The underclassman hasn’t yet experienced a practice in his college career, but Gesell has been handed the burden of becoming a prominent piece of a Big Ten program looking to make the NCAA Tournament for the first time in seven years.

He thinks he’s ready to take the reins.

“Being a point guard, you have to be a leader on the floor,” Gesell said. “Definitely one of my goals this year is to get the respect of the older guys and lose that freshman stigma.”

McCaffery was impressed with was Gesell’s ability to not let small failures get to his head. He said a strong mentality is what a good captain needs, and Gesell is fit for the job.

“[Mike] has got the greatest case of amnesia I’ve ever seen,” McCaffery said. “If he does turn it over or misses a shot, it’s like it never happened. He’s on to the next play and on to the next challenge.”

Gesell was happy his new boss had such praise for him, and explained how he has always tried to disallow small things from bringing him down.

“I was always taught when I was younger, if you miss a shot, you have to think the next one is going in,” Gesell said. “You can’t dwell on mistakes or bad plays, just move on.”

It didn’t take long for the rookie to earn the respect of the veterans, especially junior guard Devyn Marble.

The upperclassman was impressed with Gesell’s tenacity during off-season workouts. He noted that the rookie exuded confidence and showed no fear in reprimanding his older peers.

“Mike stepped onto campus being a leader, yelling at guys and telling them they have to step it up,” Marble said. “When you have a point guard who isn’t scared of getting on some older guys who may have been slacking, you’ve got to love it.”

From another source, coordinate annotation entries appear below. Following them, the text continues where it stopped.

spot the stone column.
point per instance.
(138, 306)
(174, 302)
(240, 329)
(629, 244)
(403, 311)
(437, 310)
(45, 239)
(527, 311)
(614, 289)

While he’s got the confidence of his head coach, his older teammates, and most around the program, Gesell is reluctant to jump to any sort of conclusions about his career

He pointed out how he has a lot to prove before being anointed anything other than a true freshman fighting for a starting spot.

“I have to prove myself every day in practice and earn respect,” he said. “Nothing is guaranteed ever.”

Still, McCaferry couldn’t help himself in talking up the recruit, pointing out why he could one day be a Hawkeye great.

“[High-school] valedictorian. Gatorade Player of the Year, state champion,” the coach said. “Well, there is a reason he accomplished all of those things.”